In an interview with the Weekly News in 1887, Bruce describes himself as having had, 'a very chequered and depressing boyhood.'
A solitary child, he was attracted to 'Romance' and 'Nature' from an early age. He furthered his own education by reading voraciously, becoming something of an authority on Scottish history and literature and a prolific poet in his own right.
His book Poems and Songs (1886), displays his knowledge of the Scots language and his admiration for Robert Burns. He later became poet laureate of the St Andrews Burns Club.
A keen historian and naturalist, he wrote a number of books about St Andrews including Wrecks and Reminiscences of St Andrews Bay and A History of the Birds of St Andrews. He also acted as Fife correspondent for a number of Dundee newspapers.
A keen golfer, a crack-shot and one of the original members of the 3rd Fife Artillery, Bruce was also a gifted actor and an enthusiastic participator in amateur dramatics, organising, directing and acting in many productions throughout his life.
He was the subject of a biographical play written by local journalist, A.B.Paterson, The Man Who Was Rob Roy, which was performed at the Byre Theatre in 1974.
His poetry espoused his patriotism and his unorthodox religious views and he himself described his poems as, 'constantly waging war with conventionality, hypocrisy and sham.'
His books of poetry received mixed reviews. One critic described Destiny and Other Poems (1876), as, 'sometimes fearfully outspoken', rather like the man himself.
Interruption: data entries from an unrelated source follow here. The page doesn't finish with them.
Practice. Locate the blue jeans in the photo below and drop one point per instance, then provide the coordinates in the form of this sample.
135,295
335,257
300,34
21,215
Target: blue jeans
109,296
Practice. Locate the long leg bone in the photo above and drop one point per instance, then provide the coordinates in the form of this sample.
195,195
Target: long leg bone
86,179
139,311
It was also, however, described as, 'a remarkable book by a remarkable man.'
The Two Spirits is a satire on the Free and Established Churches in which Bruce ridicules the lack of charity between the two bodies.
In The Council Board, he says of town councillors, 'the only thing they mind's their groats.'
Bruce opposed many 'improvement' schemes over the years and became something of a defender of public rights.
As convener of the Harbour Committee, he was instrumental in securing 4000 from the Board of Trade for improvements to the harbour, described by one visitor as 'a disgrace to the town.'
He was closely involved in the extension of the long pier, bringing the steamer trade to St Andrews, and in 1865 he bought the old St Andrews lifeboat.
The boat was repaired and installed at Boarhills at his own expense.
In 1891, he received an award from the Norwegian government for his contribution to safety at sea.
Often at odds with his contemporaries, George Bruce remains an enigma.
He reputedly refused the honour of being made Bailie saying that he did not feel fitted to pass judgement on his fellow men.
Bruce was often criticised for his opposition to proposed 'improvements'. In 1856, one Fife journalist described him as the kind of man who, 'would take the town back 30 years to when there was grass growing in the streets.'
A man largely governed by history and tradition, Bruce may have perceived many of the proposed reforms as change merely for the sake of change.